The present invention relates to an image forming method and image forming apparatus, particularly to an image forming method and image forming apparatus when the image forming apparatus is connected with a finisher for applying processing of finishing such as stapling.
When images of a plurality of documents have been formed by an image forming apparatus such as a copying machine, sheets are collated for each copy and are bound by stapling (staple-finishing) in some cases.
In this case, a finisher is placed adjacent to the image forming apparatus proper and the transfer sheet ejected from the image forming apparatus proper is received by the finisher, which applies processing of staple-finishing.
When such staple finishing is performed, one of the four corners of the document is specified if one-point binding (corner stapling) is used. When two-point binding (lateral stapling) is used, any one of four edges is specified.
To cope with the staple position specified by the user, the finisher must be designed to permit stapling on any one of the four corners or edges of the sheet. To put it another way, the user has been unable to specify a desired staple position when a finisher is capable of stapling on one position or one side (edge) alone, according to the prior art.

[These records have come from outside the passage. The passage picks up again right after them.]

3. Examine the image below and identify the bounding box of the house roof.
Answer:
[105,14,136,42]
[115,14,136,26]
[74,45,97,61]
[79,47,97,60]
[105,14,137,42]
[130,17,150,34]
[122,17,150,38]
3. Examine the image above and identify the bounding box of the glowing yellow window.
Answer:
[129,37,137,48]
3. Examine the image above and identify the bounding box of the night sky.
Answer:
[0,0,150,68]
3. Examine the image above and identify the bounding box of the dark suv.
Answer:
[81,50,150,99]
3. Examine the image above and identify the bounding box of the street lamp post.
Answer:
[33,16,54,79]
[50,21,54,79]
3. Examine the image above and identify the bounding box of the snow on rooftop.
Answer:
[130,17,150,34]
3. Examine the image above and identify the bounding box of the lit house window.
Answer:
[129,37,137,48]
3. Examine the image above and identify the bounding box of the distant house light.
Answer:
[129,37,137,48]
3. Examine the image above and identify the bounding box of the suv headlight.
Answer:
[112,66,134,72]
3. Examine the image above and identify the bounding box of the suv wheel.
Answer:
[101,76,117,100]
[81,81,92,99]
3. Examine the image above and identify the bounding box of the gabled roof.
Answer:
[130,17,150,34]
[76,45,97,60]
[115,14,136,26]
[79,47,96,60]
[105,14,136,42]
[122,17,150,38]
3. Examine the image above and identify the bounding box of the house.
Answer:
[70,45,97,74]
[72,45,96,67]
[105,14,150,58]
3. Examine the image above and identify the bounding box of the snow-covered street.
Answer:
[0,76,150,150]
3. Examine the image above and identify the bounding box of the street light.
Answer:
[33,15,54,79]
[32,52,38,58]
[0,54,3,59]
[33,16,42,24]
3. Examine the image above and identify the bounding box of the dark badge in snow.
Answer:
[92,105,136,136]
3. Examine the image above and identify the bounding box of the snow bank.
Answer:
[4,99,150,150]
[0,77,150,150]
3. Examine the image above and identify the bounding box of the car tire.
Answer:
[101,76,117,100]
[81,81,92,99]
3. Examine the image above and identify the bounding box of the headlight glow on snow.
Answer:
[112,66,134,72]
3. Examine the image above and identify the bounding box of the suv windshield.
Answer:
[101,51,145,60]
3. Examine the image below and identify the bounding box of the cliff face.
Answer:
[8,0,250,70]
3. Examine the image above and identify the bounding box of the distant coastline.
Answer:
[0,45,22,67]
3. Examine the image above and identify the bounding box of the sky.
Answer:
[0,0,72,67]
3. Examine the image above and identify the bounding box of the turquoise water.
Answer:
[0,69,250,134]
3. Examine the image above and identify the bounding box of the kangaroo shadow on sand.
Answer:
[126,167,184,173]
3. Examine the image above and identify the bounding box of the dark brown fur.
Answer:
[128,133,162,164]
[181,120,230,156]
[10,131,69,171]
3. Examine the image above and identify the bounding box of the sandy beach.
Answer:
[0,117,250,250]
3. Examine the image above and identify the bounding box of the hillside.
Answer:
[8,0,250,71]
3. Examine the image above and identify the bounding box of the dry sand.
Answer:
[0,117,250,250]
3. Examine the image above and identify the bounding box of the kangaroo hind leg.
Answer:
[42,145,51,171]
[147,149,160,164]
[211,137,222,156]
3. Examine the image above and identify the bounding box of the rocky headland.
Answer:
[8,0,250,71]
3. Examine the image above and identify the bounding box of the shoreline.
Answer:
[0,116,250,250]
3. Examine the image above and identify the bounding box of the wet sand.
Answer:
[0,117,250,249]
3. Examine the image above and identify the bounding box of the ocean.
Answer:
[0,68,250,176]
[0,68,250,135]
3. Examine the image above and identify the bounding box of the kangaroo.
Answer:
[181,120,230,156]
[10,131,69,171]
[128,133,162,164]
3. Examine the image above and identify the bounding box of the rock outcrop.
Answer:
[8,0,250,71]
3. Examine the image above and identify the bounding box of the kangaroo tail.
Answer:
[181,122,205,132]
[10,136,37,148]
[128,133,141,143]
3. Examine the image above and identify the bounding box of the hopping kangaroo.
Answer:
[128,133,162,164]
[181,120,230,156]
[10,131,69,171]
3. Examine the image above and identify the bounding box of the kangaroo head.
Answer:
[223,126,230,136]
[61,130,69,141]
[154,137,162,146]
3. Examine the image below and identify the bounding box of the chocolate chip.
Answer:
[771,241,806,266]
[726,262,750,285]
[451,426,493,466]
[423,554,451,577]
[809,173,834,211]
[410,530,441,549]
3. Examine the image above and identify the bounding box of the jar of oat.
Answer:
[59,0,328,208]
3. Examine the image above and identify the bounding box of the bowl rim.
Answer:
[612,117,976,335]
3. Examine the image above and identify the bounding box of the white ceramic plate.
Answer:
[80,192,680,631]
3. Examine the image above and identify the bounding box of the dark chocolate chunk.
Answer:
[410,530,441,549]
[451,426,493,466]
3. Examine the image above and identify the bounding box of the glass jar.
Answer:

To provide an apparatus capable of stapling at any one of the four corners or edges, the staple mechanism is complicated and the stapling apparatus is costly.
To solve this problem, a proposal has been made in JP 06-255283, wherein an image is formed after the image is rotated by image processing in order to staple a transfer sheet at a desired position using a finisher where stapling position is restricted.
For the direction of the transfer sheet or image at the time of ejection, JP 2003-162101 given below discloses the art of ejecting the transfer sheet ejected wherein its specified side—either the obverse or reverse side—is kept to face upward, when a finisher is connected.
JP 2001-075421 given below introduces an art of processing the image rotation, independently of the direction of the document to be set, wherein an image is formed on the transfer sheet placed in a fixed direction, and the direction of the set document (lateral direction or longitudinal direction) is adjusted, whereby an image is formed and the sheet is ejected.
Incidentally, when an image forming apparatus of this type is used, the transfer sheets with an image formed thereon are taken up in a bundle and are set on a separate cutting machine in some cases. In this case, when sheets are taken out of the image forming apparatus in the direction suited for being set on the cutting machine, the work efficiency is drastically improved.
The art disclosed JP 06-255283 and JP 2003-162101 is satisfactory to the extent of specifying the obverse or reverse side of the transfer sheet, and automatically rotating an image conforming to the stapling. However, it fails to arrange the direction of the image that facilitates removal of the transfer sheet.
According to the art described in JP 2001-075421, the direction of the transfer sheet is simply kept constant, independently of the direction of the original. It fails to provide the direction of the image that facilitates the re-setting of a bundle of transfer sheets on another finisher or to the removal of the bundle of transfer sheet.